In the later era (which is the most significant contribution to this updated edition), Vern points out that Seagal’s films have become increasingly sloppy (many, in Vern’s opinion, have added dubbed lines of dialogue), and that they seem to have crumbled away from Seagal’s influence. Seagal, Vern argues, is such a formidable presence that he flies in the face of the auteur principle. It is not the film’s director who selects the tone and shape of a Steven Seagal film. It’s not the screenwriter. It’s certainly not the studio. It is Seagal himself. All of his films seem to reflect Seagal’s own personal interests, and not the interests of some story man working for Trimark. Seagal seems to be interested in the following: Ex-CIA men (which he claims to be, although that cannot be verified), protecting children, protecting families, martial arts, hand-to-hand combat, and an ultimate overarching sense of pacifism. In his films, he is never seriously injured. Remember Die Hard, and how John McClane was tattered and bruised by the end? This hardly ever happened with Seagal. He was always a benevolent, ass-kicking superhuman, tortured by an unseen past, but currently working hard to keep things together in his new job. He was also spiritually aloof, and could cure himself with ancient Japanese secrets. In The Glimmer Man, for instance, he has a vial of powdered deer penis on his person at all times.

His large frame, pinched face, and ease with weapons also belie an equally inscrutable masculinity. This is my analogy and not Vern’s, but Seagal was the Gene Kelly to Jean-Claude Van Damme’s Fred Astaire. Van Damme was thin and lithe and, in my opinion, the more impressive fighter, but there was a wiry, European femininity to his movements. Too much grace to actually thump a guy. Seagal, by contrast, knew the moves just as well, but added a manliness to his dance. It’s the inscrutable masculinity that, I think, drew Vern to the star in the first place.

And Vern doesn’t stop with his films. Indeed, some of the most amusing chapters in this insanely entertaining book are devoted to Seagal’s side projects, and include reviews of his two records (yes, Seagal is a somewhat accomplished blues musician on top of it all), and his energy drink Lightning Bolt, which, according to Vern, refreshingly doesn’t taste of chemicals, was the first drink to use goji berries, and is hard to find in stores. You can mail order the stuff online, though. 

Vern’s style is casual and conversational. He peppers his work with curse words and a quiet and non-confrontational insistence that Badass Cinema is valid and worthy of study. Usually such articles of this sort strike a kind of defensive tone, assuming that the reader is already disagreeing with the author, making for an insufferable read that feels whiny and patronizing. Vern does not do this. He is writing about Steven Seagal out of a genuine passion for the man. He makes to pretensions of being a stuffy sophist or aloof scholar. He is, as he constantly reiterates, a mere fan of action movies who feels that Seagal’s particular brand of kick-ass pop entertainment can say more about American tastes than any boring old sociological journal.

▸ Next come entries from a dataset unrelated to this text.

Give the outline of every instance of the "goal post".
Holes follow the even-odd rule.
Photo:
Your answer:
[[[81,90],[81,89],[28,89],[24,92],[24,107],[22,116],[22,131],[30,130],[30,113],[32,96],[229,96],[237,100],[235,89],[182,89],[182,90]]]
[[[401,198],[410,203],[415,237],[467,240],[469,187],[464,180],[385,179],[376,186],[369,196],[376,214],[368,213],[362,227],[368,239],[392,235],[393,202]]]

At times, the book can wear a bit (too much trivia in a row can leave the reader a little crosseyed), and after a while, it starts to feel like a bathroom book meant to be read in ten-minute portions rather than from beginning to end. But Vern, I think, is erring on the side of caution, preferring to include all his thoughts on the man. His previous edition was 352 pages. This new expanded edition runs to 485, and even includes reviews of Seagal concerts and unproduced Seagal movies.

This book will force you to reconsider the man, and you may see this badass in a new light, however much you loved or hated him before. If only all film scholars paid this much attention to their subjects.